MCAT Mnemonics: Krebs Cycle Intermediates
Ken Tao is the MedSchoolCoach expert on MCAT, and will discuss Krebs cycle intermediates, while helping you remember Citrate, Isocitrate, α-Ketoglutarate, Succinyl-COA, Succinate, Fumarate, Malate, and Oxaloacetate with a neat word play.
Full Transcription
All right. Welcome back to another episode of MCAT Mnemonic Monday. I’m Ken and I’m an MCAT expert with MedicalSchoolCoach. Today, we’ve got a biochemistry mnemonic for you and it’s on the Krebs Cycle Intermediates.

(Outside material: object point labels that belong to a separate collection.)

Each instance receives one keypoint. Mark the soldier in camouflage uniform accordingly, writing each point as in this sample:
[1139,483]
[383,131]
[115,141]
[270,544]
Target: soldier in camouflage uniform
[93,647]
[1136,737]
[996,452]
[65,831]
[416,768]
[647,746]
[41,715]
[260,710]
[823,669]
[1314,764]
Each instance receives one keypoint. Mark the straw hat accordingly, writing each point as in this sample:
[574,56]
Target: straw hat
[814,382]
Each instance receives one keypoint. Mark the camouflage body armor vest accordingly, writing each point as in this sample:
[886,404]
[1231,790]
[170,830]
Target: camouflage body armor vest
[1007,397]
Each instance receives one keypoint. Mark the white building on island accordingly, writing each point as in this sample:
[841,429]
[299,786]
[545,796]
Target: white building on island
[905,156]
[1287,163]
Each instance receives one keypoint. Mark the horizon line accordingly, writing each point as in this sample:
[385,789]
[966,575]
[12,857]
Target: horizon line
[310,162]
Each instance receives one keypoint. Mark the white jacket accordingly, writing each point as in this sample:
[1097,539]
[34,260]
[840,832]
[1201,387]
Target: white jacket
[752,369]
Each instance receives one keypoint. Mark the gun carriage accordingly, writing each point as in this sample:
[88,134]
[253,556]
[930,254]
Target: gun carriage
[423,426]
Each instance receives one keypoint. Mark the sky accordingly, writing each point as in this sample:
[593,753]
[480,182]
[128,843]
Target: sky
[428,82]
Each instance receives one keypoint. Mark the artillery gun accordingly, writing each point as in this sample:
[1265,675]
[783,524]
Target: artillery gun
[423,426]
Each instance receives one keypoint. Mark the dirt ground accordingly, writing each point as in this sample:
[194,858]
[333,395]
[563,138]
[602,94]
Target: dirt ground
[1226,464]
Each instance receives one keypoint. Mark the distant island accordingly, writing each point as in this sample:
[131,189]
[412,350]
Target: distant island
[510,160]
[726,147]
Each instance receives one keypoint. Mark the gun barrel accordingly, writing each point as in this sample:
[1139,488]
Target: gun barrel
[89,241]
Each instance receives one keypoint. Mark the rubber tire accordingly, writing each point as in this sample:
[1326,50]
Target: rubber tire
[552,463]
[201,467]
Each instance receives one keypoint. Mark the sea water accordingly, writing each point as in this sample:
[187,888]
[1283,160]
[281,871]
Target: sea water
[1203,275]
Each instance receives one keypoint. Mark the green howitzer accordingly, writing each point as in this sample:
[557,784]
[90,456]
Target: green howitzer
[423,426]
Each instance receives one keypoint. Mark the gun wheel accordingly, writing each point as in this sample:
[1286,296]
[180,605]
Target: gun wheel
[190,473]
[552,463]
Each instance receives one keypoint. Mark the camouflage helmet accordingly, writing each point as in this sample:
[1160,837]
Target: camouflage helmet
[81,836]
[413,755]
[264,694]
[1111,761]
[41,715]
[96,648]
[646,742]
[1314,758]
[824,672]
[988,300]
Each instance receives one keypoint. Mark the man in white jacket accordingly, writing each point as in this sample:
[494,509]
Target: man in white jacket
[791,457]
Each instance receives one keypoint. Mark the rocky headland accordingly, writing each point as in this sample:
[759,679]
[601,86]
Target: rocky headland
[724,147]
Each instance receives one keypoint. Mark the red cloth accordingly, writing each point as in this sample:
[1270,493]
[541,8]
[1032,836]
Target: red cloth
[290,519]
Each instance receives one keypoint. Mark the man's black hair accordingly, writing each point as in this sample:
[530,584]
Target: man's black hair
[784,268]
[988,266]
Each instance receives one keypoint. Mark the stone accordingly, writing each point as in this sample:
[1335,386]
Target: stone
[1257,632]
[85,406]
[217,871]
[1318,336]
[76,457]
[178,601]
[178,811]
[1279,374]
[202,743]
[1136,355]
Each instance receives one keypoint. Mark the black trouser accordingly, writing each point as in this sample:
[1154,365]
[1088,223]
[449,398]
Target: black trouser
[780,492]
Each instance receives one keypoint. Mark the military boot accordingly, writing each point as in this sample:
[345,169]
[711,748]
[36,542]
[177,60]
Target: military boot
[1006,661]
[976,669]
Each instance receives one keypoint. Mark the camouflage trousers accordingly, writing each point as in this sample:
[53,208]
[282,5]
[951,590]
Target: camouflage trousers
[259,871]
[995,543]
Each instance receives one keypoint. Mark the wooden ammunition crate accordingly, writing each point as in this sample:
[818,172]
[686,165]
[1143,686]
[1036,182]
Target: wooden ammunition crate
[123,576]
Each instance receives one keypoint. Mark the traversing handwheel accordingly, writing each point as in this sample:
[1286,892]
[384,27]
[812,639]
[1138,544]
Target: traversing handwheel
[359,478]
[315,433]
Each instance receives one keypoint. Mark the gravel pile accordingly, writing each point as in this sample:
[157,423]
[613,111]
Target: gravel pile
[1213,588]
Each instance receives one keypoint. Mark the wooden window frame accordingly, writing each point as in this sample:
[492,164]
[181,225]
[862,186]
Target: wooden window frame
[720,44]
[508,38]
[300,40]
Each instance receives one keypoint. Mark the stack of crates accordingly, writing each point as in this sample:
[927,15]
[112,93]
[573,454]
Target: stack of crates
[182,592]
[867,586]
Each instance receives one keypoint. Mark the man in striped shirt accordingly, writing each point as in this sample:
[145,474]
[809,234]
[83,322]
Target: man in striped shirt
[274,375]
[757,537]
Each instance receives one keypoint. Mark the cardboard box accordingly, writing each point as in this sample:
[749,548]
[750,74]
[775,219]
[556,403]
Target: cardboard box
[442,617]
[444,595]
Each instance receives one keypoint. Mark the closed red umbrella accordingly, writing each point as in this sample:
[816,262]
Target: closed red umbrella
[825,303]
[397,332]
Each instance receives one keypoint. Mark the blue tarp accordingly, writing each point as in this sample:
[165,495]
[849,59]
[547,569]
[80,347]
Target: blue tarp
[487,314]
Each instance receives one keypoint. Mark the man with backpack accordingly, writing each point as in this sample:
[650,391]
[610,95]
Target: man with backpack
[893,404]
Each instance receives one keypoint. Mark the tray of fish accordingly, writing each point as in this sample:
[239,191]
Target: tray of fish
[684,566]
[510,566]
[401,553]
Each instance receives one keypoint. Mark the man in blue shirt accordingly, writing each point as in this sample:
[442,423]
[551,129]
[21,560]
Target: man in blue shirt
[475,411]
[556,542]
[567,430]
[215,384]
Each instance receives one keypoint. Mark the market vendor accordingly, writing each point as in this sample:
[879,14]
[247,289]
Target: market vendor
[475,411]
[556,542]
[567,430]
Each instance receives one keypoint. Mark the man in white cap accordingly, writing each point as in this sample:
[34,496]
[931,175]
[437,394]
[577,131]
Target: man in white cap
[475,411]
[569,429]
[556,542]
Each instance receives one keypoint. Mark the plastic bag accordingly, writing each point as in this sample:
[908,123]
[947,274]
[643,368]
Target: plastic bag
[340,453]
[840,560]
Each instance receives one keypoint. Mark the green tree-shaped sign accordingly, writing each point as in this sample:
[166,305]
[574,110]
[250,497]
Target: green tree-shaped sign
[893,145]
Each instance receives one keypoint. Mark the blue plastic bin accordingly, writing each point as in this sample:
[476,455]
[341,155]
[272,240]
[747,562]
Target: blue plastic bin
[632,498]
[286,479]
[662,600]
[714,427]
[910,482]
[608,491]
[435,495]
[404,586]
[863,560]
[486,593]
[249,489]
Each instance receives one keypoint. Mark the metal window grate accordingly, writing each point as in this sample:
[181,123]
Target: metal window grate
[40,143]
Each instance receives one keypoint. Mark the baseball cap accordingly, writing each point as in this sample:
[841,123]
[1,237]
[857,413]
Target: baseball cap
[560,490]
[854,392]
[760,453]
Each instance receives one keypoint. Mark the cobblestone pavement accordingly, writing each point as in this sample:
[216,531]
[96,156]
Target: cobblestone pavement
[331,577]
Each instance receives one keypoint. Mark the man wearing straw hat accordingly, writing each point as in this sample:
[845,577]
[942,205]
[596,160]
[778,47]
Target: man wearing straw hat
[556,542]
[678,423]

The krebs cycle is also called the citric acid cycle and it’s one of several biochemical pathways that you need to know for the MCAT. Specifically you need to know the names of all the intermediates, the enzymes that catalyze each step of the cycle, and the side products of each step, such as carbon dioxide, NADH, FADH2, and GTP. That’s a lot of information. So today’s mnemonic should help you a lot.
As you can see in this diagram, we have the Krebs cycle and the intermediates. We have citrate, iscitrate, α-ketoglutarate, succinyl-CoA, and succinate, fumarate, malate, and oxaloacetate.

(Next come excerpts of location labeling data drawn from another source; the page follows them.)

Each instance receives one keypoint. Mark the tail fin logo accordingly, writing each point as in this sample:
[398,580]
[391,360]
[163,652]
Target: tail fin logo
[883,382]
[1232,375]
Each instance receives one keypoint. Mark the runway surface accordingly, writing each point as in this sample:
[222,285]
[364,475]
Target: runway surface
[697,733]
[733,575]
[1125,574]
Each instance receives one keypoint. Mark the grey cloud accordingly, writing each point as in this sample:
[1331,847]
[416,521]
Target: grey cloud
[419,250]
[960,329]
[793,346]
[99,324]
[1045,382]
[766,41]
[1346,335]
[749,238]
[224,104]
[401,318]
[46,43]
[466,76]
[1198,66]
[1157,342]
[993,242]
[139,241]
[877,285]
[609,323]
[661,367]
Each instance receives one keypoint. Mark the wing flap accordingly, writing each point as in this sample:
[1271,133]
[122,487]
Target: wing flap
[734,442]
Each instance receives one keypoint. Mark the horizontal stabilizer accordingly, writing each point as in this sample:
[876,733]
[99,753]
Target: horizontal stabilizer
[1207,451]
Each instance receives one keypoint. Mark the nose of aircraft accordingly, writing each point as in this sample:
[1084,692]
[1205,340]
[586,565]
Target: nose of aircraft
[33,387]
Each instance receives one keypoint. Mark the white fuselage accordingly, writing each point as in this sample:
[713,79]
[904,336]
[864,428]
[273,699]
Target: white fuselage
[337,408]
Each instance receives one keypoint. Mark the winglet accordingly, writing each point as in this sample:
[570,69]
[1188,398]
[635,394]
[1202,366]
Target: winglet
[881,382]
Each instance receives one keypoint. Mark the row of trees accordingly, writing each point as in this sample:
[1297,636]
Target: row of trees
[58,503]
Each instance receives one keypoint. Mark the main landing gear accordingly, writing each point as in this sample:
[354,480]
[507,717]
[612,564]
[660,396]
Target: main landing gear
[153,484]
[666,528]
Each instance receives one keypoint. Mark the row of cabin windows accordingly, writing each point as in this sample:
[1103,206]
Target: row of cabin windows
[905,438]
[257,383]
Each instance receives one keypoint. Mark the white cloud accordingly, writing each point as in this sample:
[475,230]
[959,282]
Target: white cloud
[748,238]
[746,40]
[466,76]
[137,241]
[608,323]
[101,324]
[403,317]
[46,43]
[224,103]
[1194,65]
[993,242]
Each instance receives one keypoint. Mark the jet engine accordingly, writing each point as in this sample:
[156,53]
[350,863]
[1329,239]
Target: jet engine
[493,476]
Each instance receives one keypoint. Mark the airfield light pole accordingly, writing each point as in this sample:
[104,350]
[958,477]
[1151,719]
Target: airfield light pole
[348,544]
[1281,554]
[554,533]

The mnemonic for memorizing the names of the Krebs cycle intermediates is: citrate is krebs special substrate for making oxaloacetate.
We have citrate for citrate.
Is for iscitrate.
Krebs for α-ketoglutarate.
Special for succinyl-CoA.
Substrate for succinate.
For for fumarate.
Making for malate.
And oxaloacetate for oxaloacetate.
So again, the mnemonic is citrate is Krebs special substrate for making oxide low acetate.